Energy Exploration & Exploitation (Sep 2024)
Improving Electricity Theft Detection Using Electricity Information Collection System and Customers’ Consumption Patterns
Abstract
Electricity theft detection (ETD) techniques employed to identify fraudulent consumers often fail to accurately pinpoint electricity thieves in real time. The patterns associated with electricity use are leveraged to identify anomalies indicative of electricity theft. However, challenges in the benchmark ETD include overfitting and a high incidence of false positives (FPs) resulting from incorrect usage patterns formed by considering only electricity consumption patterns without accounting for external factors that contribute to variations in normal consumption patterns. Further investigation is required to precisely detect instances of electricity theft, thereby minimizing nontechnical losses and forecasting future electricity demand to maintain a stable supply. This study employs a master energy meter located on the transformer side to monitor the amount of energy distributed to the region. Zones with a high likelihood of energy theft are detected by comparing the sum of readings from all the smart meters with the readings from the master energy meter installed on the HV of the substation transformer within the same electric feeder. Ensemble XGBoost machine-learning algorithm and K-Means algorithm are used for the classification of malicious and nonmalicious samples and grouping similar types of consumers together, respectively. This makes the proposed model resistant to false-positive rates caused by changes in usage patterns that aren’t done on purpose.

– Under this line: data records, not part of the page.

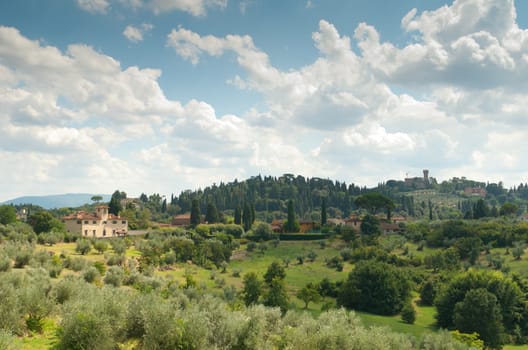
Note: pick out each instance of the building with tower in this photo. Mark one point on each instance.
(99, 224)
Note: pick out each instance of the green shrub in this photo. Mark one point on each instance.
(100, 266)
(91, 274)
(22, 258)
(83, 246)
(116, 260)
(75, 263)
(114, 276)
(408, 313)
(7, 340)
(5, 263)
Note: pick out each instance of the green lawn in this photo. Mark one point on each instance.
(297, 276)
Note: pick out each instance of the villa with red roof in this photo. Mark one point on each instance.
(99, 224)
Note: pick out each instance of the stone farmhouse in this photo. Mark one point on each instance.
(99, 224)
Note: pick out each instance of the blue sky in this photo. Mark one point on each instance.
(164, 95)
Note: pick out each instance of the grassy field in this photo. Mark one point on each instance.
(297, 276)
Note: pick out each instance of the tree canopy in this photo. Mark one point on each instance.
(375, 287)
(374, 201)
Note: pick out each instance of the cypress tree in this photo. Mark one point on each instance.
(291, 225)
(211, 215)
(323, 212)
(238, 215)
(246, 217)
(195, 213)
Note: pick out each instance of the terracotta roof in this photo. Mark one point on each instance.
(183, 216)
(81, 216)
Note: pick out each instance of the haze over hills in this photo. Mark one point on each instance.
(68, 200)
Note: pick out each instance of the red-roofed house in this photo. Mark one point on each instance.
(98, 224)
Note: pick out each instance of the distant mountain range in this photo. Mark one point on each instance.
(69, 200)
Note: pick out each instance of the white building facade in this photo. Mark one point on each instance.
(99, 224)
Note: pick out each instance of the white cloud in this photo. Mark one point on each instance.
(451, 100)
(198, 8)
(94, 6)
(135, 34)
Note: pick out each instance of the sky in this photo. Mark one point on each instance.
(160, 96)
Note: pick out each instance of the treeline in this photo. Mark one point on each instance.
(92, 312)
(269, 196)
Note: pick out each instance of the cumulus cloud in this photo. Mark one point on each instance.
(94, 6)
(451, 100)
(196, 8)
(474, 44)
(135, 34)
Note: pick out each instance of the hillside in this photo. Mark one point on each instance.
(69, 200)
(413, 197)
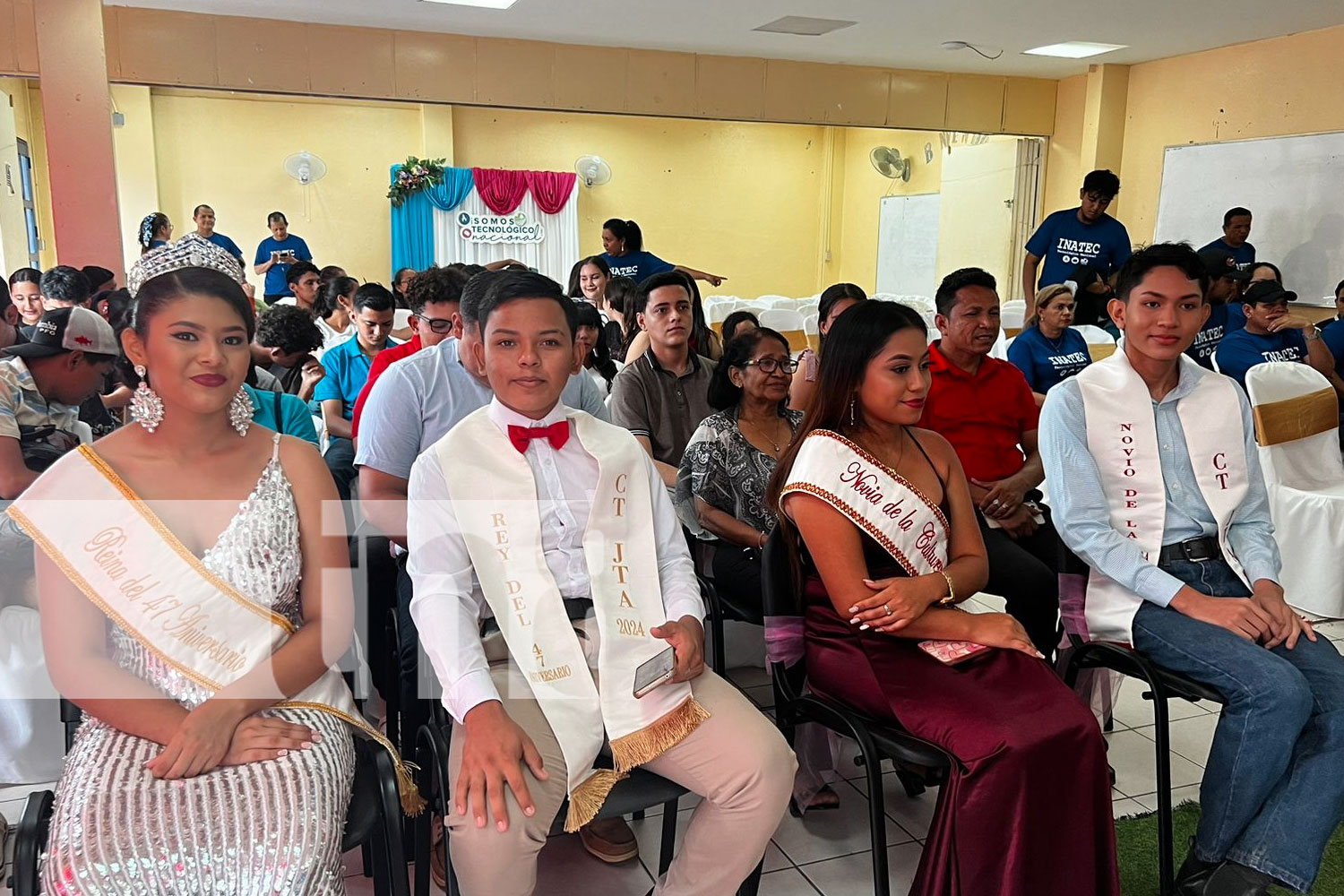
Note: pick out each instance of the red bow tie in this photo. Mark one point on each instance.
(556, 433)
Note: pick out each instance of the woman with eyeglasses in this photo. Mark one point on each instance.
(730, 458)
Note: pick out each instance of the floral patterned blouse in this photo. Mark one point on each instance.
(726, 471)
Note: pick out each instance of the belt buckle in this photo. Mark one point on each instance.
(1185, 548)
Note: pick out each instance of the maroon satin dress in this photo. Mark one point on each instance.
(1031, 812)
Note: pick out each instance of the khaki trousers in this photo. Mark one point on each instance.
(736, 761)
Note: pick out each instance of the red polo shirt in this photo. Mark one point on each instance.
(382, 362)
(983, 414)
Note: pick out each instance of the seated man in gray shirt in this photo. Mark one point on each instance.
(1156, 484)
(663, 395)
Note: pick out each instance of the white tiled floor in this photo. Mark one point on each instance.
(827, 853)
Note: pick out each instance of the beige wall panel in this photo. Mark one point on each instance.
(917, 99)
(819, 93)
(167, 47)
(8, 38)
(437, 67)
(590, 78)
(515, 73)
(1030, 107)
(730, 88)
(263, 54)
(26, 37)
(113, 42)
(349, 62)
(975, 102)
(660, 83)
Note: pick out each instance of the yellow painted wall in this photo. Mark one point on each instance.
(738, 199)
(865, 188)
(1269, 88)
(1064, 160)
(226, 151)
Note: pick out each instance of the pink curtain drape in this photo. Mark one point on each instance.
(550, 188)
(502, 191)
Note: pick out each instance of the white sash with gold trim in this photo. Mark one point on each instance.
(1123, 440)
(132, 567)
(874, 497)
(495, 498)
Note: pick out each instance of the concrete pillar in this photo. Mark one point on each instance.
(78, 128)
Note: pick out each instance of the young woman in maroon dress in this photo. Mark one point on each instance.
(1027, 809)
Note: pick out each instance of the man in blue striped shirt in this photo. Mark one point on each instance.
(1273, 791)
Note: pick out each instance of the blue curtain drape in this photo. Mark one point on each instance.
(413, 223)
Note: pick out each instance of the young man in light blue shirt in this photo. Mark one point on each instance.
(1271, 793)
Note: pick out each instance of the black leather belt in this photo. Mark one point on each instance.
(1195, 549)
(577, 608)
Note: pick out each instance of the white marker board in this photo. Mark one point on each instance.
(908, 245)
(1295, 188)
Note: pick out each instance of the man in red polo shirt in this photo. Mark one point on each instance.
(986, 409)
(435, 297)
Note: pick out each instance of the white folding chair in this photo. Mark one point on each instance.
(1012, 314)
(1099, 343)
(789, 324)
(1297, 430)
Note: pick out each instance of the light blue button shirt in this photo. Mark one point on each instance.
(1082, 514)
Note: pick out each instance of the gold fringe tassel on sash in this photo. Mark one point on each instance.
(588, 798)
(652, 742)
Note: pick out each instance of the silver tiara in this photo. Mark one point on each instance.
(191, 250)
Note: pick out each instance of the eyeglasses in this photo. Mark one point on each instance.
(771, 365)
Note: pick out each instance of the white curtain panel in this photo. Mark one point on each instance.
(554, 255)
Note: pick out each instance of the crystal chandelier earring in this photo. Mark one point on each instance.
(239, 411)
(145, 405)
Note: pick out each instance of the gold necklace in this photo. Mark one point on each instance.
(763, 435)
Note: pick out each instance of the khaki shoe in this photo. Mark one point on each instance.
(609, 840)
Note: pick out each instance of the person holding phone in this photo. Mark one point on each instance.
(516, 497)
(276, 254)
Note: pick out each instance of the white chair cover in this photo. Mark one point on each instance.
(1305, 482)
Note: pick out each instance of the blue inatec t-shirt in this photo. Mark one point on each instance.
(637, 266)
(1242, 349)
(1222, 320)
(1244, 254)
(1064, 242)
(1046, 362)
(276, 284)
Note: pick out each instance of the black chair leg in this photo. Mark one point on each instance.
(1161, 734)
(668, 847)
(753, 883)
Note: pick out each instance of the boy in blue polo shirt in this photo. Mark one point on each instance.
(1082, 236)
(347, 370)
(1271, 333)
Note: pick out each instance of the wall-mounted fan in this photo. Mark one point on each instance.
(593, 169)
(889, 163)
(304, 167)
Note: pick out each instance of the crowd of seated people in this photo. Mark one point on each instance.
(902, 474)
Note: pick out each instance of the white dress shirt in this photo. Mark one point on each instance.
(448, 605)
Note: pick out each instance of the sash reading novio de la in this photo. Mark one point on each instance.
(125, 560)
(1123, 440)
(884, 505)
(495, 498)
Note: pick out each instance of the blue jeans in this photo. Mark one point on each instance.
(1273, 788)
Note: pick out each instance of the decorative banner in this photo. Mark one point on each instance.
(499, 228)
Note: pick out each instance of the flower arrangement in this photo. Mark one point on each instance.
(413, 177)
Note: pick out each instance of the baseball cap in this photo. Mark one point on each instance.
(69, 330)
(1266, 292)
(1219, 263)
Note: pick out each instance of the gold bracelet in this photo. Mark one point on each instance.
(952, 591)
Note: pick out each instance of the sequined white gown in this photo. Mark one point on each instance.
(260, 828)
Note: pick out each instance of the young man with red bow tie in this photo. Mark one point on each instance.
(556, 528)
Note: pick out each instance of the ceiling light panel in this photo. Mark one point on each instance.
(484, 4)
(1074, 48)
(806, 26)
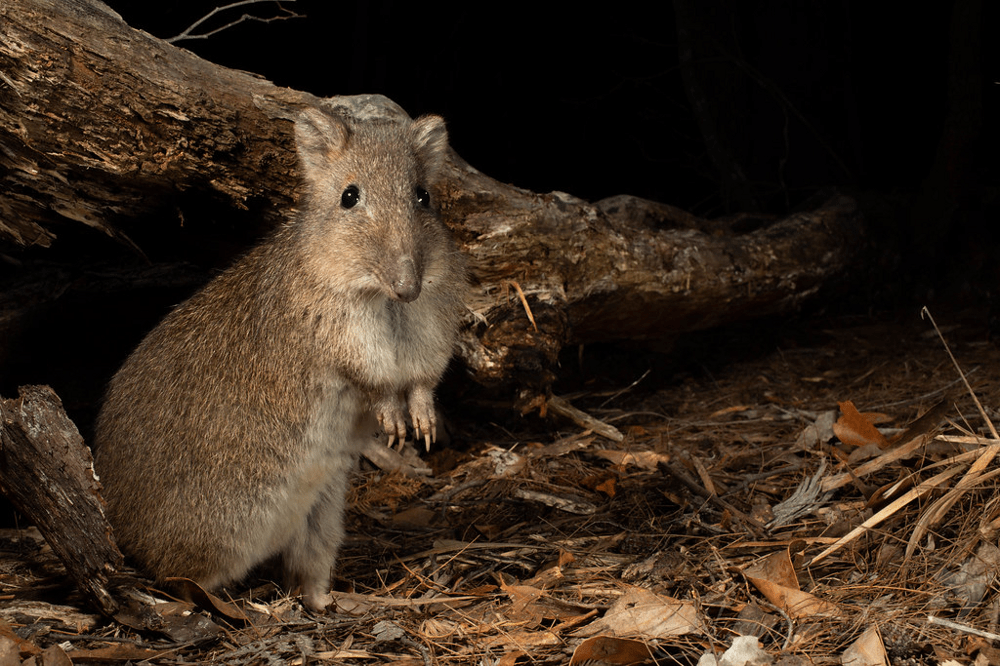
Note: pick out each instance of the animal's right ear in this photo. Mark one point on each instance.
(320, 140)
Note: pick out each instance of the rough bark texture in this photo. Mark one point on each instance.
(103, 124)
(47, 472)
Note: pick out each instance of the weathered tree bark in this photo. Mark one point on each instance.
(103, 124)
(47, 472)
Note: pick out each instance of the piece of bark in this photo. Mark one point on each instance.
(47, 472)
(104, 125)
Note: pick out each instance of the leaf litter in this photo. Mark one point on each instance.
(809, 505)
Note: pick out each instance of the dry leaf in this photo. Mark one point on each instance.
(856, 429)
(868, 650)
(774, 576)
(640, 612)
(643, 459)
(610, 650)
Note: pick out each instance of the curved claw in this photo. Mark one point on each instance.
(389, 413)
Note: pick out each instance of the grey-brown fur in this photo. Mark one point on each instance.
(228, 436)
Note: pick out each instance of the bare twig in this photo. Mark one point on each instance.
(190, 34)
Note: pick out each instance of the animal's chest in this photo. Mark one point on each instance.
(333, 438)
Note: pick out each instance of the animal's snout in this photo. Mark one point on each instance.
(406, 281)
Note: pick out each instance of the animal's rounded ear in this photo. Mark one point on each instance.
(430, 139)
(321, 139)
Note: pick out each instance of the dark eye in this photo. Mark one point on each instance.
(423, 197)
(350, 197)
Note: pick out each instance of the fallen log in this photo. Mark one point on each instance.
(109, 127)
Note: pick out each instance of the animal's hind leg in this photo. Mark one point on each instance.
(309, 558)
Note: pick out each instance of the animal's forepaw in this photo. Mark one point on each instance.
(390, 415)
(423, 415)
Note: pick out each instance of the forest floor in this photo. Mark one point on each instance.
(750, 495)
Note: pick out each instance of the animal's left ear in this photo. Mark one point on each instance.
(430, 140)
(321, 140)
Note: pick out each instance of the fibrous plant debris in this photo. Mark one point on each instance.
(833, 499)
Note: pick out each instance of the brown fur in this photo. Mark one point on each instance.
(228, 436)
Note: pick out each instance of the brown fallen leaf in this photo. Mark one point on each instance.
(610, 650)
(774, 576)
(641, 612)
(856, 429)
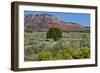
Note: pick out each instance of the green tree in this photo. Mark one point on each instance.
(54, 33)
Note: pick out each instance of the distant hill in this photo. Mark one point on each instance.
(42, 22)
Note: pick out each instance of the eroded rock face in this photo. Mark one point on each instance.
(43, 22)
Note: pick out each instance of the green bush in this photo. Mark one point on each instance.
(29, 29)
(45, 55)
(54, 33)
(82, 53)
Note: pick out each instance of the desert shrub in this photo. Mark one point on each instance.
(45, 55)
(68, 52)
(54, 33)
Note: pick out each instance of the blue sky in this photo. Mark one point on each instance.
(83, 19)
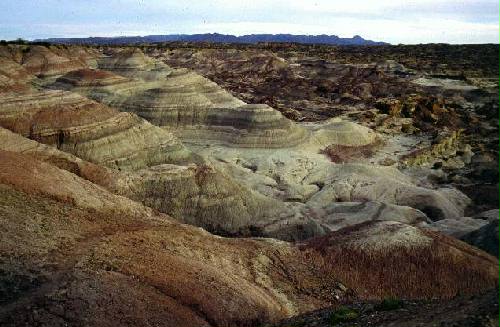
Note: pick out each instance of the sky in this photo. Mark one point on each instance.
(409, 22)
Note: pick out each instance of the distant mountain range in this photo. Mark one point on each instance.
(216, 38)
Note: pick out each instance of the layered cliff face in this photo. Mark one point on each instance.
(95, 183)
(188, 104)
(89, 251)
(196, 194)
(90, 130)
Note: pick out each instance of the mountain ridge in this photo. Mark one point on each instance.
(217, 38)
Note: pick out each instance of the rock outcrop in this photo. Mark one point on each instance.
(89, 251)
(90, 130)
(188, 104)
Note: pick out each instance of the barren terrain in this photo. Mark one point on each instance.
(188, 184)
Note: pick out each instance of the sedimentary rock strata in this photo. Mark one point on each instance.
(105, 259)
(90, 130)
(187, 103)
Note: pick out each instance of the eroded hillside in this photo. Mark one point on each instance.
(112, 159)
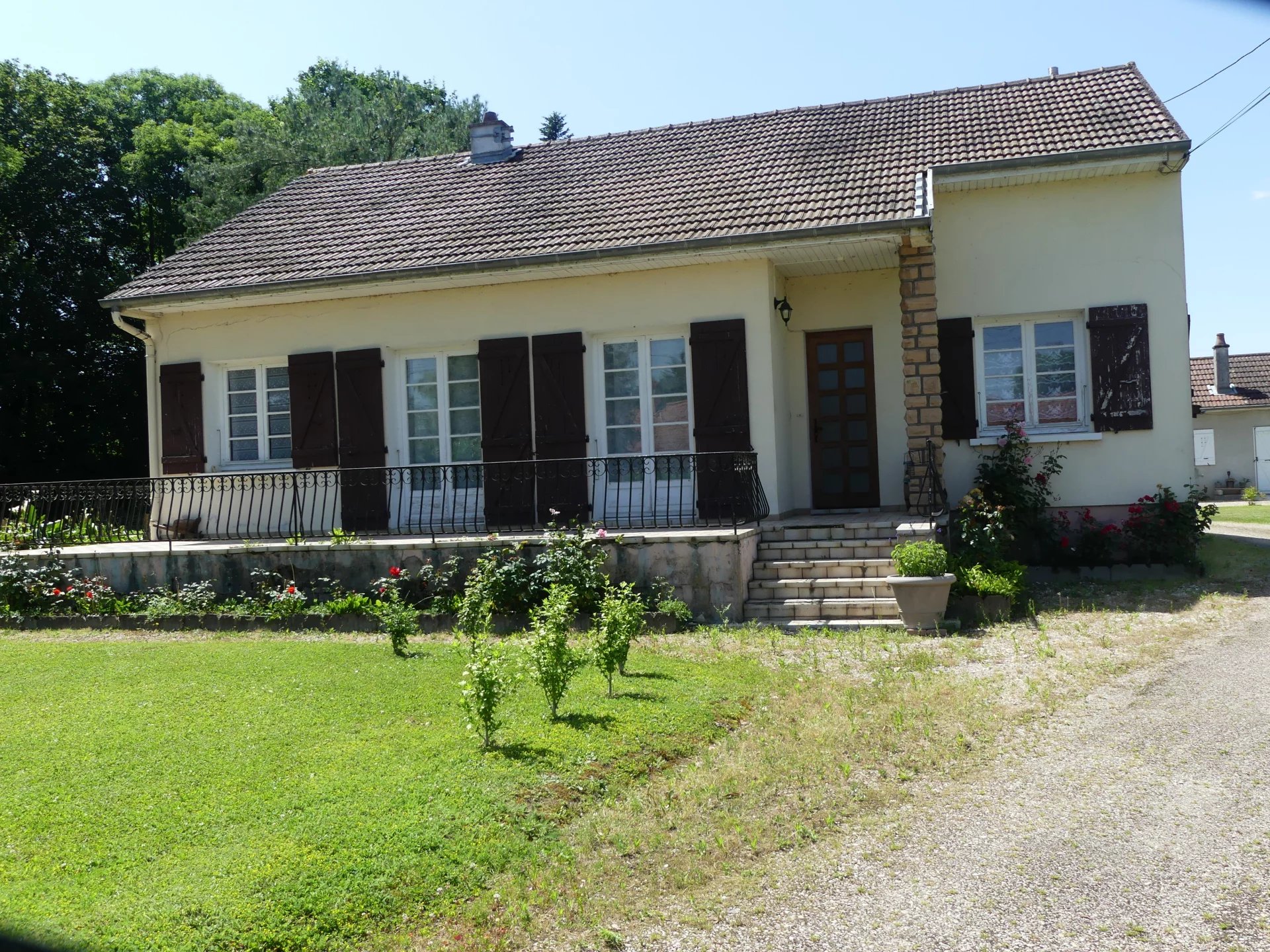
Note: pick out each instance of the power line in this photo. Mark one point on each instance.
(1260, 98)
(1220, 71)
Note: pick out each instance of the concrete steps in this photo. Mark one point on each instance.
(828, 575)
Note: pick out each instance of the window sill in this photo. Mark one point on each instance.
(1081, 437)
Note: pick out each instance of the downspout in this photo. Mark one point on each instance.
(151, 387)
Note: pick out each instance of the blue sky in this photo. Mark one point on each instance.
(618, 66)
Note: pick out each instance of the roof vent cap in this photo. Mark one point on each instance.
(492, 141)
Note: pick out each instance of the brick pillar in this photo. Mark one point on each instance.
(923, 413)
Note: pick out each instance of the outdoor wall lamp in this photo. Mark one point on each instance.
(784, 307)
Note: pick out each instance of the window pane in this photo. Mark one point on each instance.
(244, 450)
(423, 397)
(241, 426)
(669, 409)
(241, 380)
(1001, 364)
(1003, 338)
(625, 440)
(671, 380)
(1056, 360)
(462, 422)
(621, 356)
(421, 370)
(243, 403)
(465, 394)
(621, 383)
(1054, 334)
(425, 451)
(465, 450)
(1003, 387)
(671, 440)
(1001, 414)
(1057, 411)
(621, 413)
(666, 353)
(423, 424)
(1049, 385)
(462, 367)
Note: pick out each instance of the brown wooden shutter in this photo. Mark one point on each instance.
(181, 401)
(1121, 365)
(313, 411)
(507, 438)
(720, 415)
(956, 375)
(560, 427)
(360, 400)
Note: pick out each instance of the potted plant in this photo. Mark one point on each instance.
(922, 583)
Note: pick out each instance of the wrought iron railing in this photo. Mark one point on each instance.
(923, 485)
(708, 491)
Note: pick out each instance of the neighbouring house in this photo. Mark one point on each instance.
(789, 314)
(1231, 397)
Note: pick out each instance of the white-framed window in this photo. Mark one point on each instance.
(1206, 448)
(258, 414)
(443, 408)
(1033, 371)
(646, 395)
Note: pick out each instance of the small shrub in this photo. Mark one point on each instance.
(399, 621)
(677, 610)
(920, 557)
(620, 621)
(486, 683)
(553, 663)
(1002, 579)
(573, 559)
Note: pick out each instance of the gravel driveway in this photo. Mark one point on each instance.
(1138, 820)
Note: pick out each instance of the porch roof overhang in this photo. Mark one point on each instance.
(795, 253)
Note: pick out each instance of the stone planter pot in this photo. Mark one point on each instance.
(922, 598)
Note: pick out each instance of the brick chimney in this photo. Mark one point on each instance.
(1222, 366)
(492, 141)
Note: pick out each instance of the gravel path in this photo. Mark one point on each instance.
(1138, 822)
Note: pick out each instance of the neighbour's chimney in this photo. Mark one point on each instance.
(492, 141)
(1222, 366)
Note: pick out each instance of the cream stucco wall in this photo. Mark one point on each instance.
(1072, 245)
(1234, 441)
(640, 302)
(835, 302)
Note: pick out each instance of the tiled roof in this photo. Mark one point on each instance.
(1250, 376)
(747, 175)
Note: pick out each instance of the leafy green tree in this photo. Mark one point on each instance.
(554, 127)
(333, 116)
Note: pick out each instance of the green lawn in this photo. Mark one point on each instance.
(299, 795)
(1244, 514)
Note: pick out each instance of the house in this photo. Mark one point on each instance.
(1231, 397)
(796, 313)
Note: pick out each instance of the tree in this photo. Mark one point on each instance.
(333, 116)
(554, 127)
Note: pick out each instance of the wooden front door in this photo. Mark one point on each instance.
(843, 422)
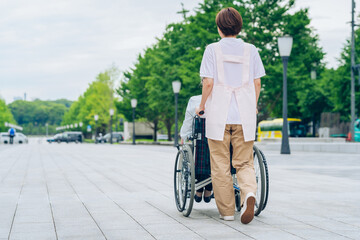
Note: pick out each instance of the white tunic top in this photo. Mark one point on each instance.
(233, 71)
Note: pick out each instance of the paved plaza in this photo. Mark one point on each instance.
(88, 191)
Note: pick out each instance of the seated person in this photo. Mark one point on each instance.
(202, 158)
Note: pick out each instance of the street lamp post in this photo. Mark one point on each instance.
(111, 114)
(285, 45)
(133, 105)
(96, 117)
(176, 88)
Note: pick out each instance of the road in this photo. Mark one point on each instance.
(87, 191)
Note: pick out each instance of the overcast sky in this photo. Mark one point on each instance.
(54, 49)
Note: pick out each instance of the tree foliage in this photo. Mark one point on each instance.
(177, 56)
(5, 116)
(33, 115)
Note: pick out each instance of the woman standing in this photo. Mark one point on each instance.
(231, 70)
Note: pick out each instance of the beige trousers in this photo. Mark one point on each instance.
(242, 161)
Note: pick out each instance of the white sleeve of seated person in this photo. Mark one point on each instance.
(186, 128)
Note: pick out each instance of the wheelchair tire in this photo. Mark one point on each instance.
(267, 179)
(260, 180)
(179, 201)
(184, 180)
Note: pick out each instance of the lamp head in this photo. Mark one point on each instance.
(133, 103)
(285, 45)
(176, 86)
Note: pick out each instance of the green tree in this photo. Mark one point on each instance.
(34, 115)
(336, 82)
(98, 99)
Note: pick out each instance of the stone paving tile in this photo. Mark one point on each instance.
(126, 192)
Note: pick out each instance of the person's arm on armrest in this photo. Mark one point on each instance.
(208, 84)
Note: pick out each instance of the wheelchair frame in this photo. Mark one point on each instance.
(185, 185)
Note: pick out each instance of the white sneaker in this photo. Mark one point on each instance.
(227, 218)
(247, 211)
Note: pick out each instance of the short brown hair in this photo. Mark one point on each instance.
(229, 21)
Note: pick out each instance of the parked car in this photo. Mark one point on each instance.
(19, 138)
(55, 138)
(67, 137)
(117, 137)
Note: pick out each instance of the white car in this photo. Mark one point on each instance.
(19, 138)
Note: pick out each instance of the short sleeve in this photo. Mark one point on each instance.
(207, 68)
(259, 70)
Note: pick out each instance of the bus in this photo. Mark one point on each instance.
(272, 129)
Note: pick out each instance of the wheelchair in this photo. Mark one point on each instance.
(185, 182)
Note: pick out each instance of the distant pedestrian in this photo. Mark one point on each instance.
(12, 135)
(231, 70)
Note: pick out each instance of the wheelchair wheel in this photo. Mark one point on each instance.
(267, 179)
(184, 180)
(260, 179)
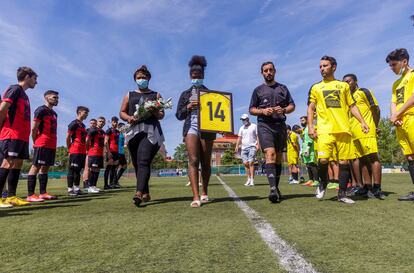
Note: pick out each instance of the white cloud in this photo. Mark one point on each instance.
(156, 15)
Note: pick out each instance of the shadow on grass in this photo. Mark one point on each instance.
(189, 199)
(293, 196)
(21, 211)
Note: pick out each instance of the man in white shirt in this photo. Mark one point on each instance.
(249, 146)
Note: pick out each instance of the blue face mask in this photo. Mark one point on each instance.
(142, 83)
(197, 82)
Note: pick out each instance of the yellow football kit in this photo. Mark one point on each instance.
(364, 144)
(292, 153)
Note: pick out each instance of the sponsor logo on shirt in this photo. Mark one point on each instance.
(332, 98)
(400, 95)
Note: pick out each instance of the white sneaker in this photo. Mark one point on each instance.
(247, 182)
(92, 189)
(320, 192)
(346, 200)
(4, 204)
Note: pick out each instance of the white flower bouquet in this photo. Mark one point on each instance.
(145, 110)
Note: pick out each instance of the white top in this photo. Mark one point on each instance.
(248, 135)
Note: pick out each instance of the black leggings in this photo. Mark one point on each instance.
(142, 153)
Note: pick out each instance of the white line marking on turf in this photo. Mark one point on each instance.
(290, 260)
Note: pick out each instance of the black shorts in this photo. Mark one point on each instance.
(77, 160)
(115, 156)
(14, 148)
(122, 159)
(272, 136)
(95, 161)
(43, 156)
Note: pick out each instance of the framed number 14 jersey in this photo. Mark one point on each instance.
(215, 111)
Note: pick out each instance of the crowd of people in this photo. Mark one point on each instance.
(338, 132)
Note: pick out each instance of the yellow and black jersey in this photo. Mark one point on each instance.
(292, 141)
(402, 90)
(364, 100)
(332, 99)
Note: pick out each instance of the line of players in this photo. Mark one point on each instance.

Furthermore, energy thieves are identified by detecting anomalies in consumption behavior while maintaining constant internal and external environmental variables. This novel model proposed here mitigates the FP rate found in the present research of electricity usage data. Our approach outperforms support vector machines, convolution neural network, and logistic regression in simulations. Precision, F1-score, recall, Matthews Correlation Coefficient, Receiver Operating Characteristics (ROC)-Area Under The Curve (AUC), and Precision Recal (PR)-Area Under The Curve (AUC) validate our model. The simulation results show that the proposed K-Means-LSTM-XGBoost model improved the classifier’s F1-score, precision, and recall to 93.75%, 95.16%, and 92.38%, respectively. Our model classifies huge time series data with high precision and can be utilized by the utility for real time electricity theft detection.